Most people benefit from reducing inflammation in their bodies. Inflammation is a cause for many health problems and there are some key foods that tend to cause an inflammatory response in most people. Avoid or limit foods such as sugar, red meat, processed food, dairy, gluten, caffeine, and alcohol. 

3. Eat Whole Foods

Processed foods contain many harmful additives and chemicals and also tend to be high in sugar, salt, and trans fats. A good rule of thumb is to stick to eating whole foods, meaning foods that are as close as possible to their natural state. Think fresh fruit and vegetables, whole grains, fresh grass-fed meat and wild fish, natural oils, nuts, seeds, dried legumes, and beans. A good way to think of it is “Did my Great- Grandmother’s generation eat this?” 

4. Eat Organic & Hormone Free

A lot of our food has sadly been grown or fed with a lot of pesticides and herbicides. Many animals are also injected with hormones and antibiotics that reach us through our consumption as well. All of these things take a major toll on the health of our liver. It’s best to buy organic, grass-fed, and hormone-free wherever possible. Due to the premium cost of organic food, it may not always be affordable. Try at least to avoid the “Dirty Dozen.” These are the products that contain the highest levels of pesticides: strawberries, spinach, kale, nectarines, apples, grapes, peaches, cherries, pears, tomatoes, celery, potatoes. It is well worth the extra spend at the store to buy organic options for these foods at least.

5. Have Balance 

Healthy living is all about balance. Part of eating a balanced diet is leaving wiggle room. After all, a major part of food in cultures throughout history and globally is pleasure and socialization. Remember to allow yourself to relax and have fun with your food as well. 

6. Listen to your Body

We have become accustomed in our world to always look outside of yourselves for guidance while forgetting that we have an amazing guidance system built right in: our bodies. Take the time to listen to what your body is telling you and really check-in and sit with it. It’s a good idea to keep a food log for a few weeks so that you can begin to notice patterns. Do you always get indigestion after you eat bananas? Do you always sleep really well on days you don't eat any sugar? Use the wisdom your body has to offer and trust it. It’s important to be very honest in this exercise, our minds can try to jump in and find the answer. This is truly about our body’s response. It doesn’t matter if every fitness influencer out there tells you hemp seeds are the best thing for you, it is only your body that can really determine that. 

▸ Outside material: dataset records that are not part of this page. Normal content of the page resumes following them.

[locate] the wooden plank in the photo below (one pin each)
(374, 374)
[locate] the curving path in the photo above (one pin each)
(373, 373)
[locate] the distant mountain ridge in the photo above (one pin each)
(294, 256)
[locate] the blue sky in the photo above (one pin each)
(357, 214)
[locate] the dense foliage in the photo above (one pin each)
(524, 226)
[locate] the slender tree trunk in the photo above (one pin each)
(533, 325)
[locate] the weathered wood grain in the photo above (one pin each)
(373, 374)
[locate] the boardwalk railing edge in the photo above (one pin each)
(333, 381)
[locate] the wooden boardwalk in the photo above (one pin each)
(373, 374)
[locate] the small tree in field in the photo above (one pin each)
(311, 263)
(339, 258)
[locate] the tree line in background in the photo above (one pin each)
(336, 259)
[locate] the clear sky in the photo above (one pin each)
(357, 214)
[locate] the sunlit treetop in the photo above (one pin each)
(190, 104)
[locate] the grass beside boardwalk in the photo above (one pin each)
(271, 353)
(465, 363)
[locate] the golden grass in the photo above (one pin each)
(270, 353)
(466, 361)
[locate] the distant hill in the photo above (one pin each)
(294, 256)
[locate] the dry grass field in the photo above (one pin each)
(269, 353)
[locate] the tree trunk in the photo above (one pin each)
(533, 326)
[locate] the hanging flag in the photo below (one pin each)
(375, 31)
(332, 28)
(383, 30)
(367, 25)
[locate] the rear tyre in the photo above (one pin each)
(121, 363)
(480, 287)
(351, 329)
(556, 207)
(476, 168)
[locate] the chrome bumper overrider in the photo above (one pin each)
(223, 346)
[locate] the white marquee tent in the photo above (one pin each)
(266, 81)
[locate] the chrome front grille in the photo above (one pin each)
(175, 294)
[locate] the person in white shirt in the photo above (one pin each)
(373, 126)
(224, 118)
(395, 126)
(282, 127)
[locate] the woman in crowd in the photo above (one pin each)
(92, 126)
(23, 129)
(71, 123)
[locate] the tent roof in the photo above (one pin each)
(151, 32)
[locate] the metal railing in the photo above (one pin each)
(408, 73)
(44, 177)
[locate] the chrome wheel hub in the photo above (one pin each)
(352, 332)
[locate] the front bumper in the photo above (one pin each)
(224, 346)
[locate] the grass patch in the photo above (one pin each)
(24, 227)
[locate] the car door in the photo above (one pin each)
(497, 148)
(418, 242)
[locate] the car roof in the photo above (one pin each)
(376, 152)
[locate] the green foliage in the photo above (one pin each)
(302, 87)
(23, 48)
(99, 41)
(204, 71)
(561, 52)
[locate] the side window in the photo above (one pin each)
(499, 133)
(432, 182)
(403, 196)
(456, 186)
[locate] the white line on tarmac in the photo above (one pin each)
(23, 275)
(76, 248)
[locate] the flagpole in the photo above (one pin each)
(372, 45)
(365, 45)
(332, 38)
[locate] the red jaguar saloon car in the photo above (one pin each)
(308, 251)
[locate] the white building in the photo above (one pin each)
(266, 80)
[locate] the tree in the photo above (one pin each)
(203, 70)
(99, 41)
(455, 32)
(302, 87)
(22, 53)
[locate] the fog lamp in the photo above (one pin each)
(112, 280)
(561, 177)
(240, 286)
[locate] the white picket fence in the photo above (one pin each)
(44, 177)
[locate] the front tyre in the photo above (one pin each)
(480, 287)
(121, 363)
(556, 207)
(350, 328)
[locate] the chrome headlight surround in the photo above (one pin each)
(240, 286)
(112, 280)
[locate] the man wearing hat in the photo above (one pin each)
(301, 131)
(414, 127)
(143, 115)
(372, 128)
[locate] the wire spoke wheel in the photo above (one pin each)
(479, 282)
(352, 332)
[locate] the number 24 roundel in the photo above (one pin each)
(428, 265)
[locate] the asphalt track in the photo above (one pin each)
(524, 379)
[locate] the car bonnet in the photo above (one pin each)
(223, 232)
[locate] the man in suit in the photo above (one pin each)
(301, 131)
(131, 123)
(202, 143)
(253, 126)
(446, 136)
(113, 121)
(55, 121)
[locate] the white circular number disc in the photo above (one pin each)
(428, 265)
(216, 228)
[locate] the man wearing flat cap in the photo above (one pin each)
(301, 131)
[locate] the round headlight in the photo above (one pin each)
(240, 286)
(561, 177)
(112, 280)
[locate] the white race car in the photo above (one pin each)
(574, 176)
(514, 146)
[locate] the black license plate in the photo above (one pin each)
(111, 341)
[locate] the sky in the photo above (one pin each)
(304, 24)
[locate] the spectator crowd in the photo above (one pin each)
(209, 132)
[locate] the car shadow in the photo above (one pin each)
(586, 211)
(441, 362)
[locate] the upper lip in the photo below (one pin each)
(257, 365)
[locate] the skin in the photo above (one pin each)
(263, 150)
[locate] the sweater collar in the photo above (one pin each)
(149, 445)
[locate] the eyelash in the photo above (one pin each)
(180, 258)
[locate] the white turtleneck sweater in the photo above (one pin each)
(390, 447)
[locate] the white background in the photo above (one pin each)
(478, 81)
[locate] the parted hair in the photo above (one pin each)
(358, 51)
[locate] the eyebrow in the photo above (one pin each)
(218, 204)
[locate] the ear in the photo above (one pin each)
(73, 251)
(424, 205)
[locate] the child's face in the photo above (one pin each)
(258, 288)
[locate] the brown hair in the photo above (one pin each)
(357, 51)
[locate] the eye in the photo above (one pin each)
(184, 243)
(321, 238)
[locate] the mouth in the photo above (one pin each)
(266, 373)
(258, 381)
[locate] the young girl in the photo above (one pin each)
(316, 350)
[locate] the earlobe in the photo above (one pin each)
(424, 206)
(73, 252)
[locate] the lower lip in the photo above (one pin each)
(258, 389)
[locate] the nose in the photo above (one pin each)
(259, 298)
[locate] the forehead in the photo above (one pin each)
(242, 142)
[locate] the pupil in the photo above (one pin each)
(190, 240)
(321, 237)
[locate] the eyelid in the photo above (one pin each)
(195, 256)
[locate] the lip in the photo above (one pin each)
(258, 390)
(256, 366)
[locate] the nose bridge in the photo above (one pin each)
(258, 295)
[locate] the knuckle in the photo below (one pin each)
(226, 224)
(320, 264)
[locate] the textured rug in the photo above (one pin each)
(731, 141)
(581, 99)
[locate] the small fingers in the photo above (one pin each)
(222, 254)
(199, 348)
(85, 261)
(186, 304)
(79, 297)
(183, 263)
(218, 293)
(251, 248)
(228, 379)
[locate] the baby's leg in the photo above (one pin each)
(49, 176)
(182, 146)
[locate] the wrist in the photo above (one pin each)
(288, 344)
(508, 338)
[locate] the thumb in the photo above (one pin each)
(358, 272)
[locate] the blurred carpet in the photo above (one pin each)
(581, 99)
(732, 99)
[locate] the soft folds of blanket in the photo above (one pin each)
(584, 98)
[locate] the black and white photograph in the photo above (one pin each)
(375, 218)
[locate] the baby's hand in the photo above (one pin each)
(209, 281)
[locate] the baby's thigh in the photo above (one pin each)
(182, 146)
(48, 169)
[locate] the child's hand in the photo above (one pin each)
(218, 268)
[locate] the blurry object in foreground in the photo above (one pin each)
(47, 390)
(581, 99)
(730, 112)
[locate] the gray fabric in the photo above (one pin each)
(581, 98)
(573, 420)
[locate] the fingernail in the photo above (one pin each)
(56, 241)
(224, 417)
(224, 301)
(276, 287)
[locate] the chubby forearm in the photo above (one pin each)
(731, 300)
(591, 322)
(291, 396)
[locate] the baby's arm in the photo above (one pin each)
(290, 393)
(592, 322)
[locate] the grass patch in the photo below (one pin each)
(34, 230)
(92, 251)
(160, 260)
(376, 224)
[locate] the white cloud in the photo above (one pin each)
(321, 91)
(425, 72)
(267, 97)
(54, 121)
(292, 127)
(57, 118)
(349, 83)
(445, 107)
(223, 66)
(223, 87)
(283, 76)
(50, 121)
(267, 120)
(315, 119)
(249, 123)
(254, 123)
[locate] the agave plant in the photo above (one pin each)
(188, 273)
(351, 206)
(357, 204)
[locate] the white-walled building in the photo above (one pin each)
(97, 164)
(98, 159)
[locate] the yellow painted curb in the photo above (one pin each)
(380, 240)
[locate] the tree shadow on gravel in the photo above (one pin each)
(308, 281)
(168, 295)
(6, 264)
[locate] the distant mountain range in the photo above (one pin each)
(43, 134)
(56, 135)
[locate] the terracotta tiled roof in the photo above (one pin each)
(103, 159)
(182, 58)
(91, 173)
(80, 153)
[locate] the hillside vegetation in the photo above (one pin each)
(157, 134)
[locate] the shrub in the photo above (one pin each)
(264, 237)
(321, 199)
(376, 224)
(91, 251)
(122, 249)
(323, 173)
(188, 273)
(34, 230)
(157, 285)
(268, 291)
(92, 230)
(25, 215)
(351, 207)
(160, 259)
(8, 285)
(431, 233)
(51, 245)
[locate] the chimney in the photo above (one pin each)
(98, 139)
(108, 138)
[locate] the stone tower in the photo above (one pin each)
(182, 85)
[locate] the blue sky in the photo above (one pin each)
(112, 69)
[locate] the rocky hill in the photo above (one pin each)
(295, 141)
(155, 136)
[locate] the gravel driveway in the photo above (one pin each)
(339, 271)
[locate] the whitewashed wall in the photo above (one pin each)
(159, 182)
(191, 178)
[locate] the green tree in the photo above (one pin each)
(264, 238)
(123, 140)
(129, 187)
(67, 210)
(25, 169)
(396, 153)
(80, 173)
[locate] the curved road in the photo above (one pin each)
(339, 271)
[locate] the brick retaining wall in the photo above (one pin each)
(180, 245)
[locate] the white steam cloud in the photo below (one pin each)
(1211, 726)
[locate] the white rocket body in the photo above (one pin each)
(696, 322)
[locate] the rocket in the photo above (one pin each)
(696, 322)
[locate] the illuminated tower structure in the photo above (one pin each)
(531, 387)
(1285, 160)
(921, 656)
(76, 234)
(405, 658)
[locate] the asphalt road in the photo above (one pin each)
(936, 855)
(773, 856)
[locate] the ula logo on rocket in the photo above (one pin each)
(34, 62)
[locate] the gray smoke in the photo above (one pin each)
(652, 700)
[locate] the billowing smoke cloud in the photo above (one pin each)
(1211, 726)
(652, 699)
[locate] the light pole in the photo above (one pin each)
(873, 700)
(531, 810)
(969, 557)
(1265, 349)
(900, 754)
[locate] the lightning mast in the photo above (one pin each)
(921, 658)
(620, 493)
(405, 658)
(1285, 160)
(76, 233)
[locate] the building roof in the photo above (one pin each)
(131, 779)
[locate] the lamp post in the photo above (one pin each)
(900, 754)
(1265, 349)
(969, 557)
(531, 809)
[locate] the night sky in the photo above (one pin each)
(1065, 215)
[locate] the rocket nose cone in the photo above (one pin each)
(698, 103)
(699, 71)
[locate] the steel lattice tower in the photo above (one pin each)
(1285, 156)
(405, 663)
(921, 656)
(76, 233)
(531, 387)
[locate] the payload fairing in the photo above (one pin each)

7. Consult with a Professional 

Take it a step further and consult with a professional to help find the diet that suits you. Our bodies are all so unique, and it can be supportive to seek an unbiased source to support your journey in finding the optimal diet for you and your life. 

What about supplements? 

The right supplements can offer a fantastic boost and support for a healthy diet, but they aren’t a substitute. Keep that in mind as you build your unique food blueprint, and aim to get most of your nutrients directly from food sources. 

Some common deficiencies in our modern diets include Vitamin D3, Magnesium, and Omega 3 fatty acids. While most people can benefit from supplementing with these, always consult with your doctor before trying any new supplements to find out what's right for you.